Session Cache (Redis). The Presence Service needs to know instantly whether a user is online and which Chat Service instance holds their WebSocket connection. Redis provides sub-millisecond lookups for this mapping.

Notification Service. When the recipient is offline, the message must still be delivered eventually. The Notification Service handles push notifications (APNs, FCM) to wake the recipient's device.

User Service and PostgreSQL. User profiles, authentication, and contact lists are relational data with low write volume. PostgreSQL is the right fit: ACID transactions for account operations, and the scale is manageable (user profile reads are cacheable).

Defining API Contracts

After the HLD diagram, define the key APIs. You do not need every endpoint, just the ones that serve the core flow.

Send message (WebSocket frame):

{
  "action": "send_message",
  "to": "user_id_456",
  "content": "Hello",
  "timestamp": 1711929600,
  "client_msg_id": "uuid-abc-123"
}

Receive message (WebSocket frame):

{
  "action": "new_message",
  "from": "user_id_123",
  "content": "Hello",
  "timestamp": 1711929600,
  "msg_id": "server-generated-id",
  "client_msg_id": "uuid-abc-123"
}

Fetch message history (REST):

GET /api/v1/conversations/{conversation_id}/messages?before={msg_id}&limit=50

Notice the client_msg_id in the send message payload. This is an idempotency key. If the client sends the same message twice (due to a network retry), the server can deduplicate using this ID. This small detail shows the interviewer you think about real-world reliability.

HLD Presentation Tips

Draw top to bottom or left to right. Clients at the top, storage at the bottom. Data flows downward. This is the convention interviewers expect.

Label the arrows. An arrow without a label is ambiguous. Does data flow from service A to service B via HTTP, gRPC, or a message queue? Label it.

Start simple, then elaborate. Draw the minimal HLD first (client, server, database). Then add components one by one as you explain why each is needed. This builds a narrative. It is far more effective than presenting a complex diagram all at once and then trying to explain it.

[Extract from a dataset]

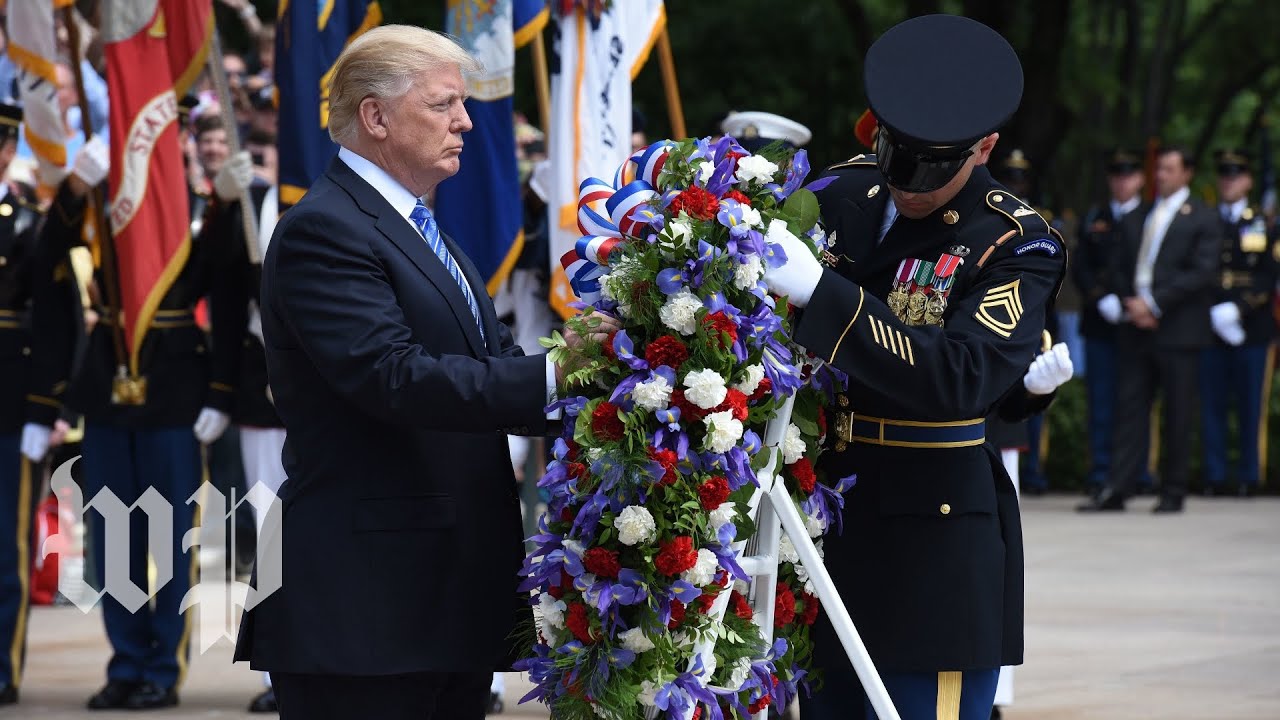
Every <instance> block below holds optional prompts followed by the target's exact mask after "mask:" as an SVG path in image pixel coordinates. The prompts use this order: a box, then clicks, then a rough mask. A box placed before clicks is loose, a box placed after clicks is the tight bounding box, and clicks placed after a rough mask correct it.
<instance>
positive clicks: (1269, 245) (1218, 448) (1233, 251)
mask: <svg viewBox="0 0 1280 720" xmlns="http://www.w3.org/2000/svg"><path fill="white" fill-rule="evenodd" d="M1213 160H1215V165H1216V169H1217V195H1219V214H1220V215H1221V217H1222V224H1224V225H1225V228H1224V232H1222V268H1221V281H1222V282H1221V287H1220V290H1219V291H1217V302H1216V304H1215V305H1213V307H1212V309H1210V318H1211V320H1212V324H1213V331H1215V333H1216V334H1217V336H1219V338H1217V342H1216V343H1215V345H1212V346H1210V347H1207V348H1206V350H1204V351H1203V355H1202V357H1201V383H1199V384H1201V398H1202V400H1201V402H1202V404H1201V421H1202V436H1201V437H1202V438H1203V442H1202V445H1203V447H1204V493H1206V495H1221V493H1222V492H1225V491H1226V479H1228V462H1226V457H1228V452H1226V447H1228V429H1226V428H1228V421H1226V420H1228V414H1229V410H1234V411H1235V418H1236V427H1238V428H1239V438H1240V439H1239V465H1238V468H1236V471H1235V480H1236V492H1238V493H1239V495H1240V496H1249V495H1252V493H1253V492H1254V491H1256V489H1257V487H1258V483H1260V482H1261V479H1262V477H1263V475H1265V471H1266V469H1265V468H1263V464H1265V462H1263V457H1265V452H1263V448H1265V447H1266V445H1265V443H1266V438H1267V432H1266V429H1267V423H1266V416H1267V413H1266V409H1267V398H1270V397H1271V368H1272V364H1274V360H1275V347H1274V346H1272V341H1274V340H1275V334H1276V333H1275V331H1276V325H1275V318H1274V316H1272V314H1271V304H1272V300H1274V299H1275V292H1276V281H1277V266H1280V258H1277V255H1280V243H1274V242H1272V241H1274V238H1268V237H1267V227H1266V218H1265V217H1263V215H1262V213H1261V211H1260V210H1258V209H1257V208H1251V206H1249V191H1251V190H1252V187H1253V174H1252V173H1251V169H1249V154H1248V152H1247V151H1244V150H1219V151H1217V152H1215V154H1213Z"/></svg>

Separate the read path from the write path. In many systems, reads and writes follow different paths through the architecture. Making this explicit shows depth. For the chat system: the write path goes Client to Chat Service to Kafka to Cassandra. The read path for message history goes Client to Chat Service to Cassandra (or Cache).

Further Reading

Assignment

Draw the high-level design for WhatsApp based on your requirements from Session 6.1 and your estimates from Session 6.2. Your diagram should include:

  1. All components from client to storage
  2. Labeled arrows showing data flow and protocols
  3. A one-sentence justification for each component
  4. At least two API contracts for the core flow (send message, receive message, or fetch history)

Compare your diagram with the one in this session. What did you include that we did not? What did you leave out? Both differences are worth examining.